Since different programmers create the files and application programs over a long period, the various files are likely to have different formats and the programs may be written in several programming languages. Moreover, the same information may be duplicated in several places (files). For example, the address and telephone number of a particular customer may appear in a file that consists of savings-account records and in a file that consists of checking-account records. This redundancy leads to higher storage and access cost. In addition, it may lead to data inconsistency; that is, the various copies of the same data may no longer agree. For example, a changed customer address may be reflected in savings-account records but not elsewhere in the system.
Difficulty in accessing data.
Suppose that one of the bank officers needs to find out the names of all customers who live within a particular postal-code area. The officer asks the data-processing department to generate such a list. Because the designers of the original system did not anticipate this request, there is no application program on hand to meet it. There is, however, an application program to generate the list of all customers. The bank officer has now two choices: either obtain the list of all customers and extract the needed information manually or ask a system programmer to write the necessary application program. Both alternatives are obviously unsatisfactory. Suppose that such a program is written, and that, several days later, the same officer needs to trim that list to include only those customers who have an account balance of $10,000 or more. As expected, a program to generate such a list does not exist. Again, the officer has the preceding two options, neither of which is satisfactory.

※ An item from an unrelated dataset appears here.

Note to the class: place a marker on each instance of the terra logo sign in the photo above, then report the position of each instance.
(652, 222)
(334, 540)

The point here is that conventional file-processing environments do not allow needed data to be retrieved in a convenient and efficient manner. More responsive data-retrieval systems are required for general use.

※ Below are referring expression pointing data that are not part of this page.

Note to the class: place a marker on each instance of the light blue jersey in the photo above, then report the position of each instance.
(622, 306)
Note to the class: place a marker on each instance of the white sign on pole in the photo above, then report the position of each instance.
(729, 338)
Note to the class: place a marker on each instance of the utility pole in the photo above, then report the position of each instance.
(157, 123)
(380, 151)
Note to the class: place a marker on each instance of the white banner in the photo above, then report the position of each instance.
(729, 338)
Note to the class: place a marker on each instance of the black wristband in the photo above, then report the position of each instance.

Data isolation. Because data are scattered in various files, and files may be in different formats, writing new application programs to retrieve the appropriate data is difficult.
Integrity problems. The data values stored in the database must satisfy certain types of consistency constraints. For example, the balance of a bank account may never fall below a prescribed amount (say, $25). Developers enforce these constraints in the system by adding appropriate code in the various application programs. However, when new constraints are added, it is difficult to change the programs to enforce them. The problem is compounded when constraints involve several data items from different files.

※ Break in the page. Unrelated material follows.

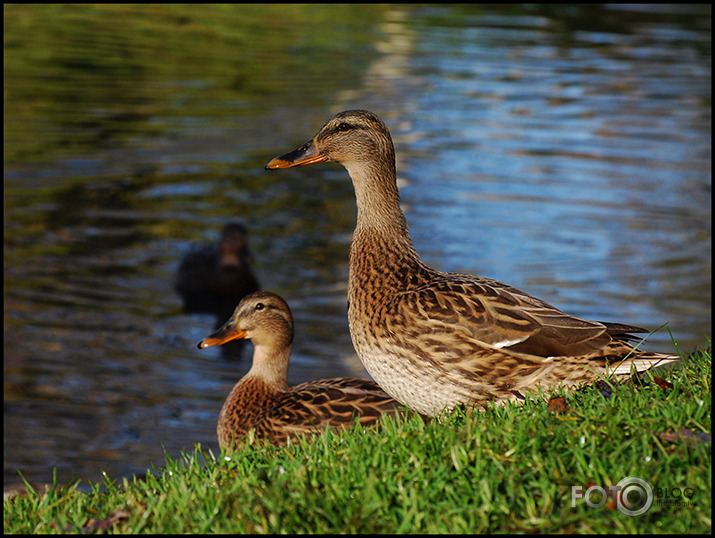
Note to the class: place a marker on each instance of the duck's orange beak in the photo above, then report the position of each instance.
(306, 154)
(230, 331)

Atomicity problems. A computer system, like any other mechanical or electrical device, is subject to failure. In many applications, it is crucial that, if a failure occurs, the data be restored to the consistent state that existed prior to the failure. Consider a program to transfer $50 from account A to account B. If a system failure occurs during the execution of the program, it is possible that the $50 was removed from account A but was not credited to account B, resulting in an inconsistent database state. Clearly, it is essential to database consistency that either both the credit and debit occur, or that neither occur. That is, the funds transfer must be atomic—it must happen in its entirety or not at all. It is difficult to ensure atomicity in a conventional file-processing system.
Concurrent-access anomalies. For the sake of overall performance of the system and faster response, many systems allow multiple users to update the data simultaneously. In such an environment, interaction of concurrent updates may result in inconsistent data. Consider bank account A, containing $500. If two customers withdraw funds (say $50 and $100 respectively) from account A at about the same time, the result of the concurrent executions may leave the account in an incorrect (or inconsistent) state. Suppose that the programs executing on behalf of each withdrawal read the old balance, reduce that value by the amount being withdrawn, and write the result back. If the two programs run concurrently, they may both read the value $500, and write back $450 and $400, respectively. Depending on which one writes the value last, the account may contain either $450 or $400, rather than the correct value of $350. To guard against this possibility, the system must maintain some form of supervision. But supervision is difficult to provide because data may be accessed by many different application programs that have not been coordinated previously.
Security problems. Not every user of the database system should be able to access all the data. For example, in a banking system, payroll personnel need to see only that part of the database that has information about the various bank employees. They do not need access to information about customer accounts. But, since application programs are added to the system in an ad hoc manner, enforcing such security constraints is difficult. These difficulties, among others, prompted the development of database systems. In what follows, we shall see the concepts and algorithms that enable database systems to solve the problems with file-processing systems. In most of this book, we use a bank enterprise as a running example of a typical data-processing application found in a corporation.